両親が魔法使いでよく家を空ける事。そんな両親が好きじゃないから、冒険者になった事。
「私の親友の名前は、リリーって言うの」
親友の名前。そして、ニ年ほど前のある日を境に突然いなくなった事。
そんな色々な話を夜遅くまでしたから、私が目を覚ましたのは昼。
いつもの様にアマダスに抱きつかれて、ソフィアさんと三人で寝ているのに余裕があるベットの上で目を覚ました。
「アマダス」
「……うぅん」
相変わらず体を揺さぶっても起きないアマダスに、私はため息を一つ吐いて引き剥がそうと格闘していると、
「んっ……」
何故かソフィアさんまで私とアマダスに抱きついてきて、
「嘘でしょ……アマダス、ソフィア。
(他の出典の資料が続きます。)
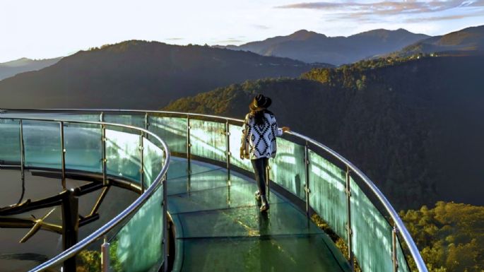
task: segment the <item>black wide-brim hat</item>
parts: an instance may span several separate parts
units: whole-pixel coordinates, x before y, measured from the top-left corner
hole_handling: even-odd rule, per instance
[[[271,98],[264,96],[263,95],[257,95],[252,99],[252,102],[250,102],[249,108],[251,110],[257,112],[267,109],[271,106],[271,103],[272,103]]]

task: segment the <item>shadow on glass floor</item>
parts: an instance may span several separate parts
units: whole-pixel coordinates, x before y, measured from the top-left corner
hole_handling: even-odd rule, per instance
[[[192,161],[191,169],[189,179],[177,159],[169,172],[181,254],[175,271],[350,271],[331,239],[283,196],[271,191],[271,208],[261,213],[254,179],[232,172],[228,186],[225,168]]]

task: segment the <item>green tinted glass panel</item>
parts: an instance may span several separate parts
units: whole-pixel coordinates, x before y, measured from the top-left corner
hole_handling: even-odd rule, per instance
[[[106,123],[114,123],[126,124],[144,129],[146,127],[145,116],[144,115],[122,115],[113,114],[110,113],[104,114],[104,122]],[[125,129],[119,126],[114,126],[112,128],[114,130],[119,130],[122,131],[131,132],[129,129]]]
[[[155,181],[163,166],[163,150],[146,138],[143,138],[143,170],[146,187]]]
[[[353,253],[363,271],[391,271],[392,227],[350,180]]]
[[[225,124],[190,119],[190,143],[192,155],[226,161]]]
[[[102,132],[99,125],[64,124],[66,168],[102,172]]]
[[[309,205],[347,242],[346,173],[314,152],[309,153]]]
[[[163,187],[112,239],[112,271],[155,271],[163,261]],[[112,265],[112,268],[113,266]]]
[[[305,147],[279,138],[277,155],[271,160],[270,179],[300,199],[305,199]]]
[[[149,131],[163,139],[170,152],[187,153],[187,119],[153,116],[148,118]]]
[[[107,173],[140,180],[140,135],[106,129],[106,166]]]
[[[397,237],[396,259],[399,261],[399,272],[411,272],[401,249],[401,244]]]
[[[240,143],[242,142],[242,126],[229,124],[230,133],[230,164],[253,172],[252,165],[250,160],[242,160],[240,158]]]
[[[24,120],[23,143],[25,166],[61,168],[59,123]]]
[[[20,122],[0,119],[0,164],[20,162]]]

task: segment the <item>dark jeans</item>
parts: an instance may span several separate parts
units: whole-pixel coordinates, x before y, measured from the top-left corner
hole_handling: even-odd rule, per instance
[[[268,164],[268,158],[261,158],[251,160],[254,172],[256,174],[256,182],[261,196],[266,195],[266,170]]]

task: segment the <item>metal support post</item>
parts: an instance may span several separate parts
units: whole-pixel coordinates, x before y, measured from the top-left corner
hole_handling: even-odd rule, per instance
[[[187,184],[187,191],[190,193],[191,184],[191,143],[190,142],[190,115],[187,114],[187,175],[188,176],[188,183]]]
[[[230,186],[230,131],[229,131],[228,120],[225,122],[225,155],[227,157],[227,184]]]
[[[351,271],[355,271],[354,256],[353,253],[353,231],[351,230],[351,187],[350,187],[350,167],[346,166],[346,211],[348,217],[348,225],[346,226],[348,233],[348,259],[350,261],[350,266]]]
[[[64,122],[60,122],[61,126],[61,165],[62,165],[62,189],[66,189],[66,148],[64,147]]]
[[[148,130],[150,128],[150,121],[148,119],[148,112],[145,113],[145,129]],[[145,137],[148,139],[149,135],[148,134],[145,134]]]
[[[144,132],[141,132],[141,135],[139,136],[139,182],[141,184],[141,194],[145,191],[145,175],[144,175],[144,143],[143,143],[143,134]]]
[[[107,162],[107,159],[106,159],[106,126],[103,124],[101,125],[101,144],[102,146],[102,158],[101,159],[102,163],[102,185],[107,186],[108,182],[107,169],[106,167],[106,163]]]
[[[309,190],[309,147],[307,146],[307,142],[306,142],[306,146],[305,146],[305,175],[306,175],[306,182],[305,184],[305,191],[306,193],[306,215],[309,217],[309,194],[311,190]]]
[[[163,201],[162,205],[163,206],[163,270],[165,272],[168,272],[168,254],[170,252],[168,241],[168,198],[167,193],[167,177],[166,175],[163,176]]]
[[[63,250],[76,244],[79,231],[79,202],[72,191],[65,191],[62,199]],[[64,261],[64,272],[76,272],[76,256]]]
[[[110,271],[110,243],[107,242],[106,237],[104,237],[104,242],[101,244],[101,271]]]
[[[20,120],[20,175],[22,177],[22,182],[25,180],[25,146],[23,146],[23,124],[22,123],[22,120]]]
[[[267,164],[267,168],[266,168],[266,194],[267,194],[267,199],[271,199],[271,166]]]
[[[399,233],[399,229],[396,226],[394,226],[391,232],[392,237],[392,247],[391,247],[391,259],[394,264],[394,272],[399,271],[399,260],[396,259],[396,234]]]

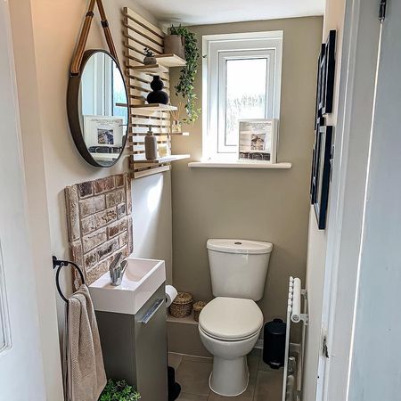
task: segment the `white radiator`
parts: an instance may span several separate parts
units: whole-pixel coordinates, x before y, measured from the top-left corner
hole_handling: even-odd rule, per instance
[[[305,350],[305,333],[307,325],[307,291],[302,290],[299,278],[290,277],[285,334],[285,360],[282,381],[282,401],[300,401],[302,368]],[[302,323],[301,343],[297,355],[291,355],[290,335],[291,324]]]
起きてよ。起きててっば」
何度も声をかけるけど起きてはくれず、私はどちらかが起きるまで諦めてアマダスとソフィアさんの腕の重さを感じながらぼーっとする。
「パラン……」
やがて数分経ってアマダスが私の名前を嬉しそうに呼んだ後、薄っすらと目を開けて起きたので、
「アマダス、退いてくれる?」
「……分かったぞ」
アマダスに優しく言葉をかけて頭を撫でると嬉しそうにしながら離れてくれ、私はやっと起き上がる。
「ソフィアはまだ寝ておるのか?」
「そうみたい」
「起こした方が良いかの?」
「起きるまで待ってあげようよ」
「そうするか。パラン、上に座っても良いか?」
「良いよ。おいで」
ソフィアさんを眺めた後、私の膝の上に座って楽しそうに体重をかけてくるアマダスとのんびり昼ご飯の話をしていると、
「……おはよ。アマダス、パラン」
ソフィアさんが起きて、今度は軽くどうするかを話し合い、
「昼ご飯、私が作るから待ってて」
ソフィアさんが取り敢えず私達にご飯を作ると言って、今度は一階でのんびりする。
「一人の時も、アマダスと二人の時もこうやって何かを待つって時間があんまりなかったから、何して良いか分からないな」
「確かにそうじゃな。じゃが、パランが静かでも我は隣におれるだけで嬉しいぞ!あんまり深く考えんでも良いんじゃないか?」
私のふとした悩みにアマダスは笑って答え、お腹にぎゅっと顔を埋めてくる。
その頭を私は撫でて、
「ありがとう、アマダス」
心が軽くなったというか気にする必要がないと分かり、良い匂いが漂う静かな時間が訪れ、
「出来たよ。食べよ」
意外にも早く料理が出来たみたいで、テーブルへ。
「肉料理ばっかじゃな!凄いぞ!」
「アマダスもやっぱり肉好きなんだ。パランは平気?」
「うん、全然平気だよ」
「なら良かった」
「パラン、ソフィア。早く食べたいぞ!」
ソフィアさんが安心すると同時にアマダスが今にも食い付き出しそうになったので、手を合わせて、沢山の肉料理を食べて行く。
「アマダス、あーん」
「おっ、くれるのか?……美味いぞ!」
「口にあって良かった」
いきなりアマダスにあーんをした後、優しく笑うソフィアさんに私は正直ちょっと嫉妬し、
「アマダス、あーん」
「……これも美味いぞ!」
「ほら、もっと食べて」
柄にもなく、人の目を気にせずにアマダスに沢山あーんをしてあげた。